Der Grundsatz ist also sehr umfangreich und beschränkt sich nicht auf den (internationalen) Handel.

Frühere und heutige Bedeutung

Die Verwendung der Begriffe Bio & Fair bezieht sich heute hauptsächlich auf Fairness im Marktgeschehen. Im Vergleich mit der Zeit der Biopioniere sind die Biowertschöpfungsketten inzwischen oft komplex und schwer durchschaubar. In den EU-Rechtsvorschriften für den ökologischen Landbau sind Fairness-Werte nur schwach oder gar nicht verankert, und neue, stark marktorientierte Akteure haben großen Einfluss auf den Umgang zwischen den Handelspartnern gewonnen. Damit erodieren die Werte der Gründergeneration. Verbindliche Regelungen zu Fairness auch im Inland gewinnen daher an Bedeutung.

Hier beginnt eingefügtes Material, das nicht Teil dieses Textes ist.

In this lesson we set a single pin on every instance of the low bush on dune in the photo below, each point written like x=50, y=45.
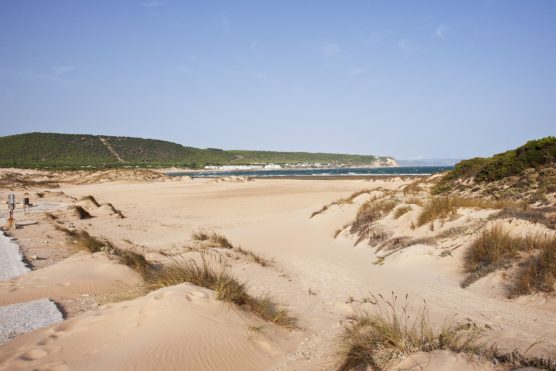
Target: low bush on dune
x=379, y=339
x=221, y=241
x=342, y=201
x=445, y=206
x=85, y=241
x=539, y=272
x=382, y=338
x=495, y=248
x=80, y=212
x=217, y=239
x=401, y=211
x=370, y=212
x=227, y=288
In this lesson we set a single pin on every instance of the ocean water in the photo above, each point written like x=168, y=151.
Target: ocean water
x=409, y=170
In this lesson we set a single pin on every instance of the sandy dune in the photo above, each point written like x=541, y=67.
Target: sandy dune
x=321, y=279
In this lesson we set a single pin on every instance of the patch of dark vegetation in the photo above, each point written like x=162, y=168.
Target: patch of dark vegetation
x=227, y=288
x=91, y=199
x=535, y=154
x=80, y=212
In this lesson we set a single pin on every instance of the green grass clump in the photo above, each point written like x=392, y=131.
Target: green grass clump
x=381, y=338
x=217, y=239
x=226, y=287
x=401, y=211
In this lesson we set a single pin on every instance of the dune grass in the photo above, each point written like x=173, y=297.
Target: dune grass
x=217, y=239
x=379, y=339
x=495, y=248
x=227, y=288
x=401, y=211
x=539, y=271
x=445, y=206
x=341, y=201
x=368, y=213
x=91, y=199
x=221, y=241
x=80, y=212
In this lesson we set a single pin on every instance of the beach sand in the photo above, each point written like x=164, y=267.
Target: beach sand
x=320, y=279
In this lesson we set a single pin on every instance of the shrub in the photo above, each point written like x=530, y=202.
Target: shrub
x=226, y=287
x=383, y=337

Umsetzung in den Richtlinien und der Verbandsarbeit

Es gibt unterschiedliche Ansätze zur Umsetzung. Einige Verbände, zum Beispiel Naturland, haben eine freiwillige Zusatz-Zertifizierung entwickelt, für die bei der Biokontrolle bestimmte Fairness-Kriterien geprüft werden. Andere Verbände, wie Demeter und Bio Suisse, versuchen, durch eine Charta (Demeter) bzw. einen Verhaltenskodex (Bio Suisse) eine breite Fairness-Diskussion im Verband anzustoßen und durch Marktgespräche eine Vertrauenspartnerschaft und damit höhere Verbindlichkeit unter möglichst vielen Handelspartnern zu erreichen.

Verbandsübergreifende Initiativen gibt es auf regionaler Ebene (zum Beispiel fair & regional Bio Berlin Brandenburg, RegioFair Bio Zentralschweiz) und auf nationaler Ebene (zum Beispiel Bestes Bio-fair für alle). Neben dem Thema faire Preise greifen diese Initiativen weitere Themen wie regionales und ökologisches Engagement und den Umgang mit den Angestellten der Unternehmen auf. Unterschiede bestehen darin, ob alle Akteure der Wertschöpfungskette - vom Landwirt über die Verarbeiter bis zum Handel - in den Initiativen vertreten sind, oder ob der Fokus  auf einem Anbauverband oder auf den verarbeitenden Unternehmen liegt. Je größer die Vielfalt der beteiligten Akteure, desto höher die Chance auf vertiefteres Wissen um unterschiedliche Bedürfnisse und damit die Berücksichtigung möglichst aller Interessen.

"Wenn man aber sagt, wir machen runde Tische, wir tauschen uns aus, wir vernetzen uns und finden dann auch einen sinnvollen Preis, weil Markttransparenz entsteht. Der Bauer weiß, warum jetzt der Sack Getreide nur noch die Hälfte kosten kann, weil auf dem Markt so viel los ist oder so, dann wird das transparent und wird dann auch fair." (Aussage eines Landwirtes).

Ziele für die Zukunft

Die Bio&Fair-Bewegung ist noch jung und verfügt bisher nicht über allgemeingültige Standards und Kontrollinstrumente. In Zukunft wird es neben angemessenen Preisen für Produzenten, Verarbeiter und den Handel vermehrt um Aspekte wie Transparenz, gegenseitigen Respekt und Verbindlichkeit in den Handelsbeziehungen gehen. Die Verbindung von Fairness mit der regionalen Herkunft der Lebensmittel und dem Umgang mit den Angestellten wird an Bedeutung gewinnen.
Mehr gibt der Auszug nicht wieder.